Mich haben diese beiden Aussagen tief berührt – weil es für mich zusammengehört. Jemand der nicht mit sich zufrieden ist, dem wird es auch schwerer fallen, für andere einzutreten. Weil nicht zufrieden sein bedeutet ja auch, dass man zwar etwas erreicht hat, aber es genügt einem nicht. Dadurch ist man zu sehr mit sich selbst beschäftigt und hat weniger Kapazitäten um andere zu unterstützen.

 

 

Es ist nicht wichtig wieviel man besitzt, sondern wie zufrieden man damit ist. Natürlich ist es um ein vielfaches schwieriger, wenn man täglich ums Überleben kämpft, aber auch hier gibt es viele Beispiele an wunderbaren Menschen, die trotz ihrer schwierigen Lebenslage zufrieden sind.

 

Es klingt so simpel, aber das tatsächliche Verständnis dafür aufbringen, hat mich fast mein halbes Leben gekostet.

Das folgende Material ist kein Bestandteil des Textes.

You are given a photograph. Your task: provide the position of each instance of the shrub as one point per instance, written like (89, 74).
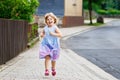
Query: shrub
(18, 9)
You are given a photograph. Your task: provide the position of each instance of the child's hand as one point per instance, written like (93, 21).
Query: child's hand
(52, 33)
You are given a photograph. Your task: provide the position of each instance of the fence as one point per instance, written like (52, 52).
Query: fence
(13, 38)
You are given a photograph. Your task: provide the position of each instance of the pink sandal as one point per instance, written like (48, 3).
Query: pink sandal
(46, 72)
(53, 72)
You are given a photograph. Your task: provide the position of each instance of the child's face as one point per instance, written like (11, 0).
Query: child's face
(50, 21)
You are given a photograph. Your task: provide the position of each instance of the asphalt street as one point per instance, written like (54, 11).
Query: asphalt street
(101, 46)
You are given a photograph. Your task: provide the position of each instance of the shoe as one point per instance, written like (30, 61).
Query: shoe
(53, 72)
(46, 72)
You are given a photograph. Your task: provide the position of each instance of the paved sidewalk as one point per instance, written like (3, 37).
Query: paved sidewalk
(70, 66)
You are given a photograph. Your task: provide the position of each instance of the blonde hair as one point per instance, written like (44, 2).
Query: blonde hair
(52, 15)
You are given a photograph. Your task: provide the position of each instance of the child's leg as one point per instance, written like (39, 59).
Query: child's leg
(53, 64)
(53, 68)
(47, 59)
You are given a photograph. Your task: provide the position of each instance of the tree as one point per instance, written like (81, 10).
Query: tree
(18, 9)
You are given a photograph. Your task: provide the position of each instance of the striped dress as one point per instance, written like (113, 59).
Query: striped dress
(49, 45)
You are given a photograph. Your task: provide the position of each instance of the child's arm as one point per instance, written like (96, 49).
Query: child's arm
(57, 33)
(42, 33)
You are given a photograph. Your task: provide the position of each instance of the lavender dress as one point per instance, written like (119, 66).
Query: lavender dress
(50, 44)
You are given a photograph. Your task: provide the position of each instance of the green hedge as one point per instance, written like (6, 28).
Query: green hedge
(109, 12)
(18, 9)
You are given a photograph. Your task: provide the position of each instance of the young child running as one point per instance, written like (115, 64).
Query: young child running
(50, 45)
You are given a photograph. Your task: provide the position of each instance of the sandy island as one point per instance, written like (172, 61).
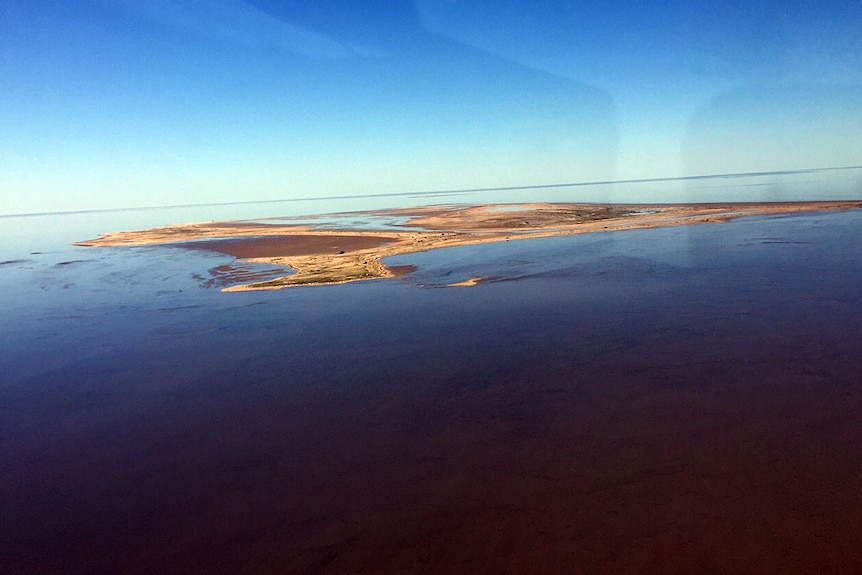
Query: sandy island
(330, 256)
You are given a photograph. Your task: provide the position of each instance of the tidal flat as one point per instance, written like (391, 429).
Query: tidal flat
(676, 399)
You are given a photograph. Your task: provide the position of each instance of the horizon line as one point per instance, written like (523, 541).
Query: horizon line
(438, 192)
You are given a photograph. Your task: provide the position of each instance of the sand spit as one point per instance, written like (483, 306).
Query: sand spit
(332, 256)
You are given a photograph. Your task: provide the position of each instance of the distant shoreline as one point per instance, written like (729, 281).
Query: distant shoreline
(321, 256)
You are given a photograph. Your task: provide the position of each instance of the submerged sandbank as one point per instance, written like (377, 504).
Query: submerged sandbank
(331, 255)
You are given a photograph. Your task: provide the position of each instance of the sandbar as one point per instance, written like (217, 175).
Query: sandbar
(322, 255)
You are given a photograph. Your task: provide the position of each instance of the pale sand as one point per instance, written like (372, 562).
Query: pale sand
(329, 256)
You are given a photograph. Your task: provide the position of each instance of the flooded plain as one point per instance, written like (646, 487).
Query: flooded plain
(669, 400)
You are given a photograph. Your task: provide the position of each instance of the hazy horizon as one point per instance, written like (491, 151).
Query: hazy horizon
(111, 105)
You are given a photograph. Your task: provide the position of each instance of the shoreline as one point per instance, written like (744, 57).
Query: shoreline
(321, 256)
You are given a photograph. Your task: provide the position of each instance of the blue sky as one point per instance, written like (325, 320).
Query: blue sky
(107, 104)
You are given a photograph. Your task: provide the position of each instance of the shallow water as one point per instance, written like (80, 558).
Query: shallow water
(679, 400)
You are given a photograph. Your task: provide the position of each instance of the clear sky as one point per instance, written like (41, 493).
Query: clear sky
(121, 103)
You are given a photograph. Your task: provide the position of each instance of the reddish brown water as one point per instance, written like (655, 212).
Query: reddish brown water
(666, 401)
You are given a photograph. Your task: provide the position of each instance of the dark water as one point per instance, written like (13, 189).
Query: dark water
(671, 400)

Sogar mit Hans an meiner Seite habe ich mich oft gefragt „ aber da ginge doch noch was, warum soll es das schon gewesen sein?“ Er aber hat unbeirrt daran festgehalten, dass das was er gerade hat, für ihn genügt. Wenn ich das so niederschreibe fühle ich mich erleichtert – weil ich erst jetzt durch das schätzen lernen, der kleinen Dinge, die mir seit Hans Tod widerfahren sind, auch einen schon viel besseren inneren Zustand erreichen konnte.